Thursday, September 2, 2010

"an intuition of an order, a form beyond forms"




















A partial definition, then, of organic poetry might be that it is a method of apperception, i.e., of recognizing what we perceive, and is based on an intuition of an order, a form beyond forms, in which forms partake, and of which man’s creative works are analogies, resemblances, natural allegories. Such a poetry is exploratory.
How does one go about such a poetry? I think it’s like this: First there must be an experience, a sequence or constellation of perceptions of sufficient interest, felt by the poet intensely enough to demand of him their equivalence in words: he is brought to speech. Suppose there’s the sight of the sky through a dusty window, birds and clouds and bits of paper flying through the sky, the sound of music from his radio, feelings of anger and love and amusement roused by a letter just received, the memory of some long ago thought or event associated with what’s seen or heard or felt, and an idea, a concept, he has been pondering, each qualifying the other; together with what he knows about history; and what he has been dreaming—whether or not he remembers it—working in him.

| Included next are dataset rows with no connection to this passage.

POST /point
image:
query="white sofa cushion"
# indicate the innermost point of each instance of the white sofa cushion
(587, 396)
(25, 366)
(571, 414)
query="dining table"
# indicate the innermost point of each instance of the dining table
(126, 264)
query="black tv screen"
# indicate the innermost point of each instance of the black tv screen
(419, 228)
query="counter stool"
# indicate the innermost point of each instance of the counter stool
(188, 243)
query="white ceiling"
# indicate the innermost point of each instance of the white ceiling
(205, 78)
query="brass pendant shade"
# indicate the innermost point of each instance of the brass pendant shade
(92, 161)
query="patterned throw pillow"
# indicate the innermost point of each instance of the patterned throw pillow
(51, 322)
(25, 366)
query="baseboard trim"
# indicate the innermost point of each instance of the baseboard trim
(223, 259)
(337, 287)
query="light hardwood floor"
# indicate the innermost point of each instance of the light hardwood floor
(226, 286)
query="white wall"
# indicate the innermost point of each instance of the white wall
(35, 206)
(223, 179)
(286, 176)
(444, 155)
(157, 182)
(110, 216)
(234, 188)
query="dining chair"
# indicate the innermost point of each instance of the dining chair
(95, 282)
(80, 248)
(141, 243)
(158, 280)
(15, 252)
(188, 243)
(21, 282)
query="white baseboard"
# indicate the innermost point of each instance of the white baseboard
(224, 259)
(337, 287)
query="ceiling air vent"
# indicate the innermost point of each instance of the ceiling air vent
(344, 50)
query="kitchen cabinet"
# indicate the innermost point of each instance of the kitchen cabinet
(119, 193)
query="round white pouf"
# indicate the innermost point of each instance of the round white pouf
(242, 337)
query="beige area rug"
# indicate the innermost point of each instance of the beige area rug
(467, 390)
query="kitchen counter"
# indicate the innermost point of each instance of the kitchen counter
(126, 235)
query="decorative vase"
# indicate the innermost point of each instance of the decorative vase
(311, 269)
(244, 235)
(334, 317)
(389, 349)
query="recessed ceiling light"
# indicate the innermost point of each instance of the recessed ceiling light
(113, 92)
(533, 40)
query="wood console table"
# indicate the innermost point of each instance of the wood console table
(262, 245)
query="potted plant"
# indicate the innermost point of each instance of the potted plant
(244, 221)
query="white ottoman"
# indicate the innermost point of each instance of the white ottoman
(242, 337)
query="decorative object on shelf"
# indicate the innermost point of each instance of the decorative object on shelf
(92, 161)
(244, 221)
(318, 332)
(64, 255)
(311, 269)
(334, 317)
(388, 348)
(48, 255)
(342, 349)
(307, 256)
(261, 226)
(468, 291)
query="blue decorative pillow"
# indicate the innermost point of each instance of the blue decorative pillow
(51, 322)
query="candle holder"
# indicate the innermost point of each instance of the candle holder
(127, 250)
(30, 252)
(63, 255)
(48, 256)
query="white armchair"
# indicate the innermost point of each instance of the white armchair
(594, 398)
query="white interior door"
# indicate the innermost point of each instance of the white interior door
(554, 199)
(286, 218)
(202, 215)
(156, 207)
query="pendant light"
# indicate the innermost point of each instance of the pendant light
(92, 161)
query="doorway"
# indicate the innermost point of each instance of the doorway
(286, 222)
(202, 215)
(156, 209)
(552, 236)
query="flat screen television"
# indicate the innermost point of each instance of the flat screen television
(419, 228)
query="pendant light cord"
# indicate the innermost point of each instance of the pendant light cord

This is only a rough outline of a possible moment in a life. But the condition of being a poet is that periodically such a cross-section, or constellation, of experiences (in which one or another element may predominate) demands, or wakes in him this demand, the poem. The beginning of the fulfillment of this demand is to contemplate, to meditate; words which connote a state in which the heat of feeling warms the intellect. To contemplate comes from "templum, temple, a place, a space for observation, marked out by the augur." It means, not simply to observe, to regard, but to do these things in the presence of a god. And to meditate is "to keep the mind in a state of contemplation’’; its synonym is "to muse," and to muse comes from a word meaning "to stand with open mouth"; not so comical if we think of "inspiration"—to breathe in.


Denise Levertov, "Some Notes on Organic Form," 1965. Text from Museum of American Poetics.